With the advances in artifical intelligence (AI) technology in recent years, the AI technology has been increasingly used in a variety of healthcare domains, such as decision support, health education, and self-diagnoses. Despite its high potential, there are still many issues in the use and adoption of AI systems by clinicians and patients. For example, a key usability challenge of these systems is the lack of explanations of their reasoning to the user, making it difficult for users to understand systems’ hidden intelligence and determine when it is appropriate to trust the system-generated recommendation (e.g., medical advice). This challenge is exacerbated due to the scale and complexity of today’s machine learning and AI technologies. More transparent interface has been proven as a promising means of increasing user’s awareness of system actions and logics. In this research, the focus is to understand how to design trust-inspiring, transparent intelligent systems to support effective human-AI interaction and collaboration in healthcare settings.
Papers: ASIS&T 2020, JMIR 2020, CHI 2021, CSCW 2021, HIJ 2021, JMOS 2021, Frontiers in Computer Science 2023
Almost half of adults in the United States have limited health literacy, or limited capacity to obtain, process, and understand basic health information and services needed to make appropriate health decisions. Compared with those with adequate health literacy, patients with limited health literacy experience disparities in health care access and use of health information technology. Prior research has found that current technologies for managing and reporting personal health data, such as patient portals, do not provide enough, or the right, support to aid patient understanding their personal healthcare data (e.g., lab test results, clinical notes). It is unknown, however, how can we better support lay individuals with limited health literacy to read and comprehend their personal health data. To bridge this knowledge gap, this research will involve patients with limited health literacy and most at risk for poor health outcomes to develop mechanisms and novel technologies to promote the universal use of health information technology, and to aid them in managing, engaging with, and acting on personal health data.

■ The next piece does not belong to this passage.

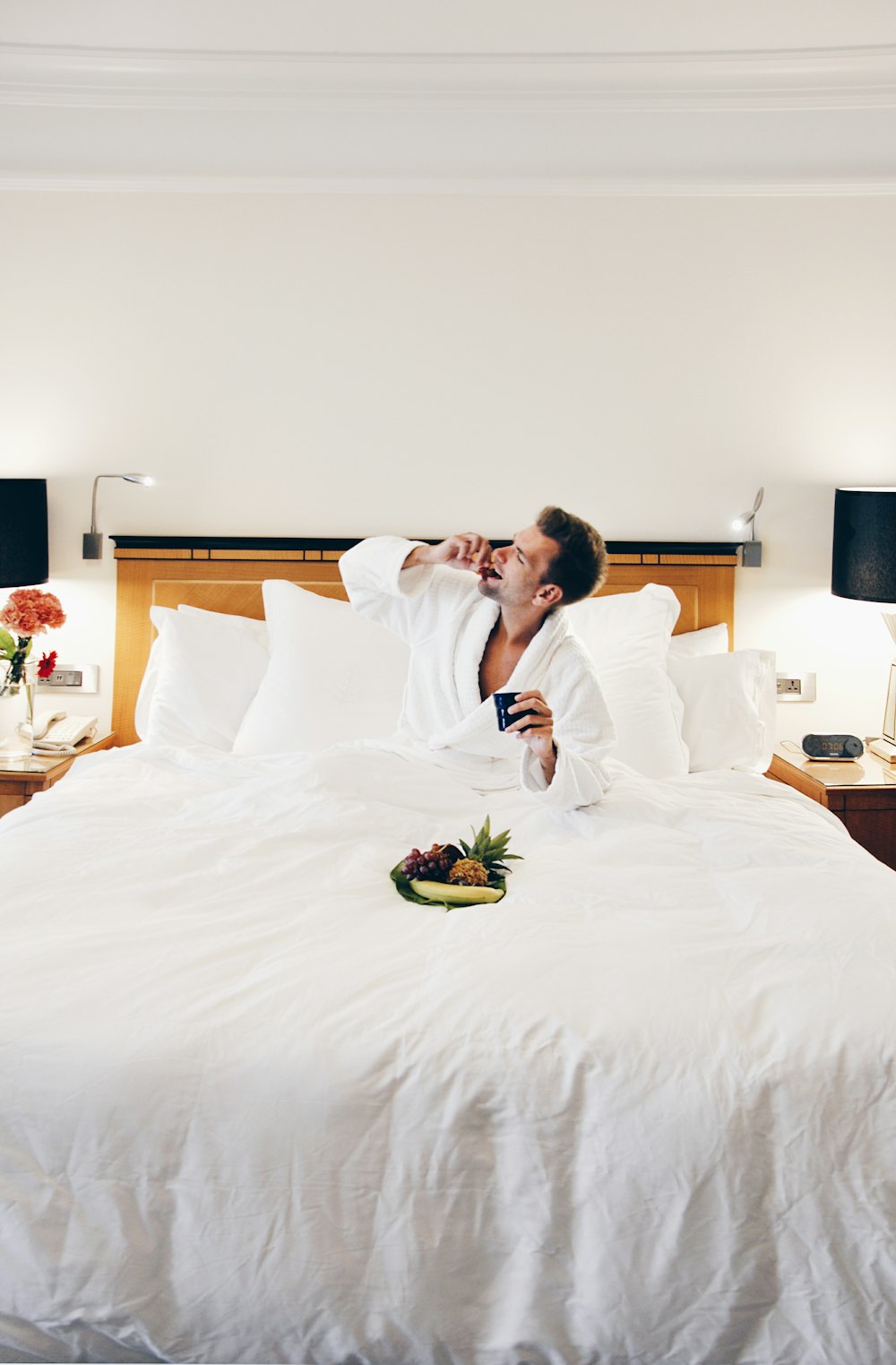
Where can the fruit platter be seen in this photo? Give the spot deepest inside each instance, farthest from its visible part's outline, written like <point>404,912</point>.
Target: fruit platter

Papers: MedInfo 2019, AMIA 2020, JMIR 2020, HIJ 2021, JMIR Human Factors 2021, Journal of Informatics for Health and Social Care 2021, AMIA 2021, JAMIA Open 2023, AMIA 2023, CHI2024.
Grants: AHRQ R21/R33 (2024-2029, co-I, $1,014,336)
The goal of this project is to design and develop an integrated information capture and display system to support trauma team awareness and decision making.
We conducted comprehensive user studies (e.g., observations, focus groups and interviews) to identify problems of current work practice and understand trauma teams' information needs. Findings from those studies specify the rules for display design. Display is designed and developed using an iterative and user-centered design approach that combines participatory design workshops, rapid prototyping, and heuristic evaluation during simulated events.
Collaborators: Diana Kusunoki, Nadir Weibel, Ivan Marsic, Genevieve Tuveson, Randall Burd
Papers: Group 2012, CSCW 2013, CHI 2014, JCSCW, ECSCW 2015
Paper checklists have become increasingly common in healthcare and are now used to support a wide range of complex medical activities. This project aims to create dynamic digital checklist to support emergency medical work.
We analyzed a set of trauma resuscitation videos to evaluate and quantify effects of paper-based checklist on team communication and interaction behaviors. We also reviewed and analyzed hundreds of paper checklists collected from real resuscitations to identify use patterns of paper-based checklist. The research findings were translated into design implications for digital checklist.